Susmayan Feminist Virginia Woolf


 

Tarih 25 Ocak 1882. Yer İngiltere’nin Londra şehri. Edebiyat hayatına kadının sesini yerleştiren bir kadının dünyaya gelişi; Virginia Woolf.
Virginia, Victoria döneminin tanınmış yazarlarından biri olan Sir Leslie Stephen’in ve Julia Duckworth’un kızıydı. Virginia’nın anne ve babası daha önce birer evlilik yapmakla beraber, bir süre yalnız yaşadıktan sonra ise hayatlarını birleştirdikleri bilinmektedir. Bu entelektüel evlilikten çiftin beş çocuğu olmuştur. Virginia, dördüncü çocukları olarak dünyaya gelmiştir. Virginia’nın iç dünyasına göre yaşadığı ev, ailesi yüzünden adeta bir kafes gibidir. Annesinin ilgisini üzerinde hissetmiyor ve babasının ise oldukça rahatsızlık veren biri olduğunu söylemektedir. Ancak ne yazık ki yaşamın acı gerçeği, Virginia ile daha on üç yaşındayken tanışmıştı. Annesi Julia hanım hayatını ansızın kaybetmiştir.

“Olabilecek en büyük felaket.”

Maalesef annesinin bu ölümü artık Virginia’yı acı, bunalımlı, karanlık ve sancılı bir hayatın çıkmazına bıraktı.
Yedi yaşına giren Virginia, erkek kardeşlerinin iğrenç yüzüyle karşılaştı. Kendisinden neredeyse yirmi yaş büyük olan üvey abisinin cinsel istismarına maruz kaldı ve üstelik bu durumu uzun süre herkesten sakladı. Neden sakladığı hakkında bir bilgi olmamakla birlikte, aslında etrafında ki herkesin bu istismarın farkında olduğu fakat buna ses çıkarmadığı söyleniyor. Ne yazık ki bu istismar yirmi dört yaşına kadar devam edecekti…

Yazmaya, edebiyat dünyasına adım atmaya on yaşındayken başlayan Virginia, annesinin ölümünün izlerini atlatamamışken ikinci bir kayıpla iyice sarsıldı. Kız kardeşi Stella, 1897 yılında hayatını kaybetti. Virginia, bu kayıptan sonra iki kayıbın verdiği ağırlıkla yoğun bir sinir hastalığı geçirmeye başladı. Artık hayatının çıkmazı olacak olan depresif ruh halinin izleri yavaş yavaş kendini göstermeye başladı.

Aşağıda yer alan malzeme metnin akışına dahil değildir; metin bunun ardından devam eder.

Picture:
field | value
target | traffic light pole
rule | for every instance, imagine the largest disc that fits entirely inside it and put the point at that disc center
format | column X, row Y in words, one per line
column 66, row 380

“Bu darbe, bu ikinci ölüm darbesi beni yıktı. Parçalanmış kozanın içinde kanatlarım yapışık, titrek ve buruş buruş halde öylece kaldım.”

Bu kayıpların acısı yetmezmiş gibi bir de babasının tavrı Virginia için durumu daha kötü hale getirmişti. Babası Sir Leslie Stephen, evde ölen karısı ve kızı hakkında konuşulmasını yasaklamıştı. Virginia’nın sessiz haykırışı işte bu sırada başladı. Çünkü duygularını ifade etmesine izin verilmiyordu. 1904 yılında Virginia’yı üçüncü bir kayıp daha karşıladı. Babası Sir Leslie Stephen mide kanseri sebebiyle hayatını kaybetti. Bir kaybı daha kaldıramayan Virginia için artık hayat bir depresyon kuyusundan ibaret olmuştur.

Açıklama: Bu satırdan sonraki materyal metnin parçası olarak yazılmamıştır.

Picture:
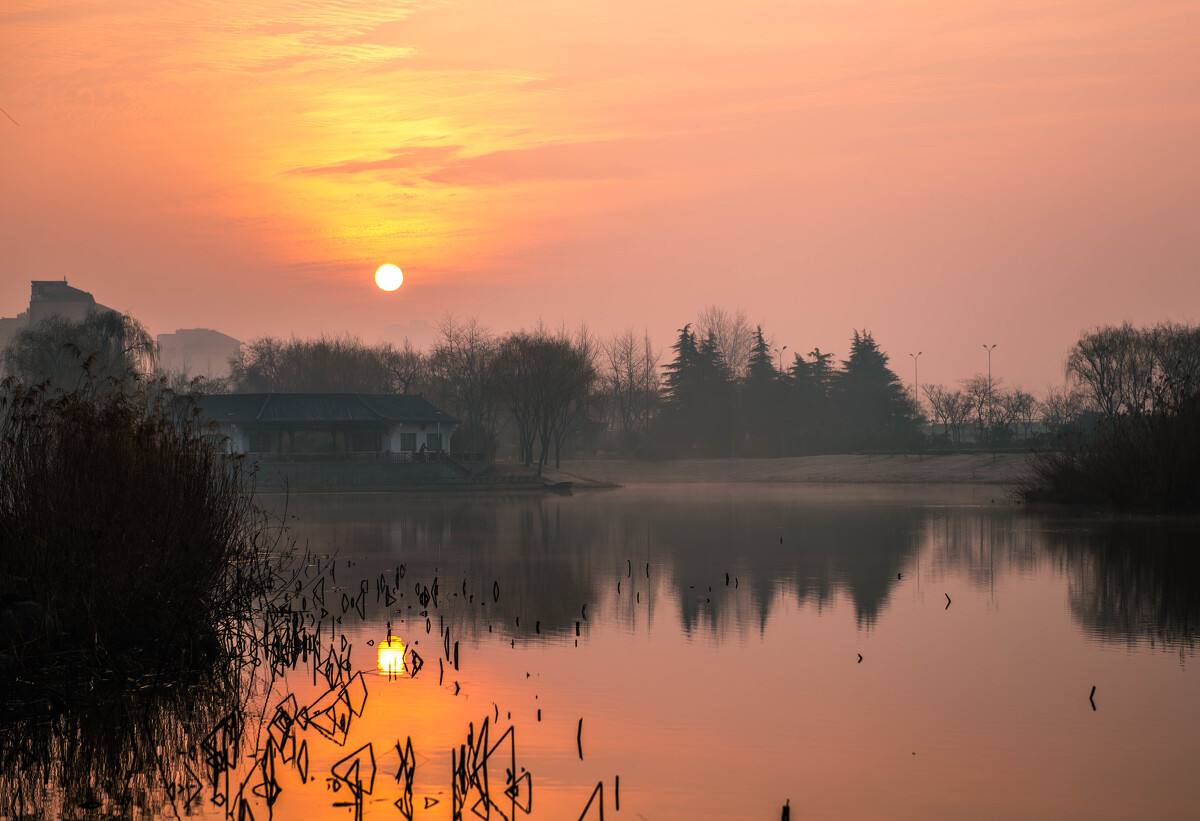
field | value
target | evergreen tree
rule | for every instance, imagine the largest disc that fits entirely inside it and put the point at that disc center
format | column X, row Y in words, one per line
column 681, row 371
column 765, row 418
column 869, row 399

Profesyonel olarak yazmaya 1905 yılında başlayan Virginia, ilk yazılarını “Times Literary Supplement” için yazdı. Ardından kardeşleriyle birlikte yaşamaya başlayan Virginia, kardeşlerini de yanına alarak Bloomsbury’e taşındı. Burada ki evleri yazarların, şairlerin ve ressamların buluşma yeriydi. Bu insanlar erkek kardeşinin üniversite de ki arkadaşlarından oluşuyordu ve bunların oluşturduğu “Bloomsbury Çemberi” adında bir grupları vardı. Virginia, otuz yaşına gelince bu grubun içindeki deneme yazarı Leonard Woolf ile evlendi. Her ne kade bir erkekle evlense de Virginia,eserlerinde kadınlara karşı olan ilgisinden ve aşklardan bahsediyordu. Kocası bunu biliyordu ama bu durum onu rahatsız etmiyordu. Çünkü Virginia ile olan evliliğinde birer karı – koca gibi değildir ortak yanları olan arkadaş gibiydiler.

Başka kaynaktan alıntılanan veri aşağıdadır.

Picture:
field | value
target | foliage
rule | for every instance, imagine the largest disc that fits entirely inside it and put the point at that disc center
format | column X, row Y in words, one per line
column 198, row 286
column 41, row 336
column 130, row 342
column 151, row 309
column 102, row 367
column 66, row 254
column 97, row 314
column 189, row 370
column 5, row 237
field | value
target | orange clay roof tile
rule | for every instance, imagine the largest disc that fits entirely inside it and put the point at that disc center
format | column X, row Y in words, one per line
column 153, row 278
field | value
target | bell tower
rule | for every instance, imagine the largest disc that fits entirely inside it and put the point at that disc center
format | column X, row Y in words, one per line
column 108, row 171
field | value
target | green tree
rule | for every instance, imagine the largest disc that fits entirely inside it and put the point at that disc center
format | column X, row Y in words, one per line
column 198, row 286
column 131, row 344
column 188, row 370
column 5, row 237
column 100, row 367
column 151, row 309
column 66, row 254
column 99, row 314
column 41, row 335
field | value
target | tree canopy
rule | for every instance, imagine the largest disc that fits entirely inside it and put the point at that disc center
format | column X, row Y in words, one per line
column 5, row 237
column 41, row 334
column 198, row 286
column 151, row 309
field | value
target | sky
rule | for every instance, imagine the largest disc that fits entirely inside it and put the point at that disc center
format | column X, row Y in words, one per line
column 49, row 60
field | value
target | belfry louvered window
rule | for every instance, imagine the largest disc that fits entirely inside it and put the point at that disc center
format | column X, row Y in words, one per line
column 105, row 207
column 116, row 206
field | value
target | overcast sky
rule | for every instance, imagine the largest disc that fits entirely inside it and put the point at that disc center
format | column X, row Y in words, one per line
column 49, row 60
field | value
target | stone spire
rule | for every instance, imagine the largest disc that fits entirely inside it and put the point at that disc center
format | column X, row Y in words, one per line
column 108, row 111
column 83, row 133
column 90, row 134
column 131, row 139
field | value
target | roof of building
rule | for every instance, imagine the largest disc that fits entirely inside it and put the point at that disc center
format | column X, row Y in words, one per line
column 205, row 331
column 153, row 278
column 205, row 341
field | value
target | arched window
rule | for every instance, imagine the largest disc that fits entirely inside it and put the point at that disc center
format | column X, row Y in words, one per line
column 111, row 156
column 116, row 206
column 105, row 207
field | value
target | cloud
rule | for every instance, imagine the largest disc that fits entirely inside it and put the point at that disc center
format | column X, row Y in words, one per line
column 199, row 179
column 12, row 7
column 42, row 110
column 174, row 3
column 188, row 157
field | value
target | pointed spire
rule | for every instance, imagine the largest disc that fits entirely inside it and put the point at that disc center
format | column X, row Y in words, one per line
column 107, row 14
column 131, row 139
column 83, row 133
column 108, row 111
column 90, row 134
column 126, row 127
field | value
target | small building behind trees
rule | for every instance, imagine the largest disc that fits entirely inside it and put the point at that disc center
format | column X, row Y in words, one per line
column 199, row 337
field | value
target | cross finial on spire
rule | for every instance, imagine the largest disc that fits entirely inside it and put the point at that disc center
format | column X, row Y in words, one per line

Virginia’nın düştüğü depresyon kuyusu bu zamanlarda iyice ağır bir hal almıştır. Artık o “manik-depresif” hastasıydı. Nöbetler geçiyor ve krizler yaşıyordur. Bu hastalığı yüzünden kırk sekiz saat boyunca durmadan konuştuğu bile söylenmektedir. Dahası yazılarını her zaman ayakta yazan Virginia, bunun nedeni olarak ise ressam olan kız kardeşinin ayakta resim yapmasını ilham aldığını söylemekteydi.

“Dışa Yolculuk” adlı ilk romanını 1915 yılında yayınlayan Virginia, aynı zamanda bir feministi. Birçok kadına ilham olan şu sözleri söyledi:

“Para kazanın, kendinize ait bir odanız olsun. Yazın, erkekler ne der diye düşünmeden yazın.”

Henüz yirmi iki yaşındayken intihar girişimlerine başlayan ve üç kez intihara kalkışan Virginia artık kendisini tamamen depresyonun kollarına bırakmıştır. Öyle ki artık yazı bile yazmıyordur.  Virginia için artık o yıkıcı son hazırdır. Eşi Leonard Woolf için yazdığı mektuba;

“Sevgilim,

Yine çıldırmak üzere olduğumu hissediyorum. Yaşadığım o korkunç anlara geri dönemem artık. Ve ben bu kez iyileşemeyeceğim. “

diye başlayan Virginia, mektubunu;

“…. Artık benim için her şey bitti. Sadece sana bir iyilik yapabilirim. Hayatını daha fazla mahvedemem…”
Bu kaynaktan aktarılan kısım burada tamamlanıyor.